Consider a scenario where a company wants to release a microdata of their employees total annual compensation for the following year to an analyst in a recruiting firm in order to provide an indication of relative employee importance so that the recruiting firm could suggest similar candidates for hiring to the company. An employee's total offered compensation for year X is made up of 3 components:
- Performance Based income which is based on how the employee performed previous year (X-1).
- Potential Based income which is determined by how the company predicts the employee will perform this year.
- Bonus which is offered based on the employee's business team's collective financial returns in the previous year (X-1).
|(B) total annual compensation
|(C) performance-based income
|150 (100 + 50 + 0)
|150 (0 + 100 + 50)
|150 (0 + 100 + 0)
In the above example, the company will only release column A and B. Column C, D & E are strategically sensitive data that the company wants to protect. Now, consider a scenario where the analyst has some auxiliary data (say from LinkedIn) that shows that Bob and Trudy are new company employees so there performance-based income based on last year performance should be \$0. Also, LinkedIn data shows that Alice and Trudy are in company's cloud business which registered loss last year so potentially have \$0 bonus. Based on this auxiliary data and the complete released dataset (i.e. col A and B), the analyst could potentially reconstruct the decomposition of B into C, D and E which will leak company's strategically sensitive data.

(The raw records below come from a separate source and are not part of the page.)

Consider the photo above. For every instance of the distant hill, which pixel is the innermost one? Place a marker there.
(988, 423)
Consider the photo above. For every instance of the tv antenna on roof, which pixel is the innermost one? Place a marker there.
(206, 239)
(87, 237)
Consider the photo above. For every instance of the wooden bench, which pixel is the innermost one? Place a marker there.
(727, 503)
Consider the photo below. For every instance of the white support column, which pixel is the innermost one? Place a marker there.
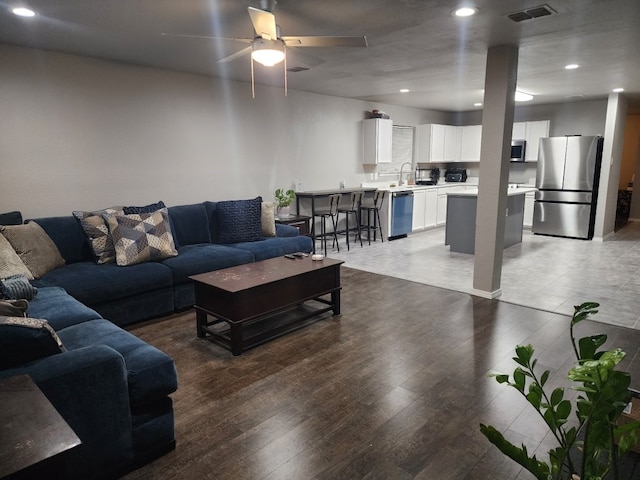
(497, 124)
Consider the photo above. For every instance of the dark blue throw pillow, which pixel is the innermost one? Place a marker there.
(240, 220)
(11, 218)
(146, 209)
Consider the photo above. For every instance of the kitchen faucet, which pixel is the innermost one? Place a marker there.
(401, 170)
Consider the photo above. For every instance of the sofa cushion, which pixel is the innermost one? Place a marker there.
(60, 309)
(34, 247)
(93, 284)
(98, 234)
(275, 247)
(151, 374)
(190, 224)
(10, 262)
(25, 339)
(141, 237)
(152, 207)
(268, 219)
(11, 218)
(66, 232)
(240, 221)
(203, 257)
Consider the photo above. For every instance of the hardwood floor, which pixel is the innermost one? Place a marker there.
(393, 389)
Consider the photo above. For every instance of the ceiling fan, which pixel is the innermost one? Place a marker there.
(269, 48)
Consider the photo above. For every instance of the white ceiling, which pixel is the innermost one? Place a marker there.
(414, 44)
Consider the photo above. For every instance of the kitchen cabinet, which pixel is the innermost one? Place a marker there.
(441, 206)
(470, 143)
(519, 131)
(377, 136)
(431, 208)
(529, 200)
(437, 143)
(419, 208)
(534, 132)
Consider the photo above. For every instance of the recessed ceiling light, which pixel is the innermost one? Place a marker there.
(523, 97)
(465, 11)
(23, 12)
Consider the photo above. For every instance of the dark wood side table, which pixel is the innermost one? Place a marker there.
(33, 435)
(301, 222)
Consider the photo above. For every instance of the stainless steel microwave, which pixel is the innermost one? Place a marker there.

What noise injection strategies can we use for col B, that provides information theoretic guarantees that the analyst will not be able to reconstruct the decomposition of column B while also ensuring utility of the released data i.e. allowing the analyst to join with auxiliary data and determine the kind of candidates the company prefers.
Here's my thoughts:
Surveying literature on differential privacy, I believe my problem statement is not applicable (at least directly) since the risk isn't really 'privacy' related i.e. we are releasing dataset with customer identifiers in it but the risk is actually what I may call "decomposition risk" i.e. prevent the analyst from making definitive statements about the exact magnitude of an employee's sub-component of final compensation.
Intuitively, I believe (a) we need to add some noise to column B before sharing with the analyst and (b) that added noise would be more if lesser sub-components are contributing to the final compensation value for an employee.
Also, the magnitude (and the need) to add noise also depends on the function form i.e. how the sub-components are combined. In our example, since its a simple addition there is higher risk that an analyst can guess the form of functional form of how sub-components are contributing to the final value.
The closest literature I could find is around decomposing risks into risk components (Katja et. al) but that's more from an analyst's lens on how they could potentially decompose a metric into its contributing components. What I am interested in coming up with an approach that can provide an information theoretic guarantee that the analyst will not be able to reconstruct the decomposition of column B even though they guess the functional form of the equation correctly.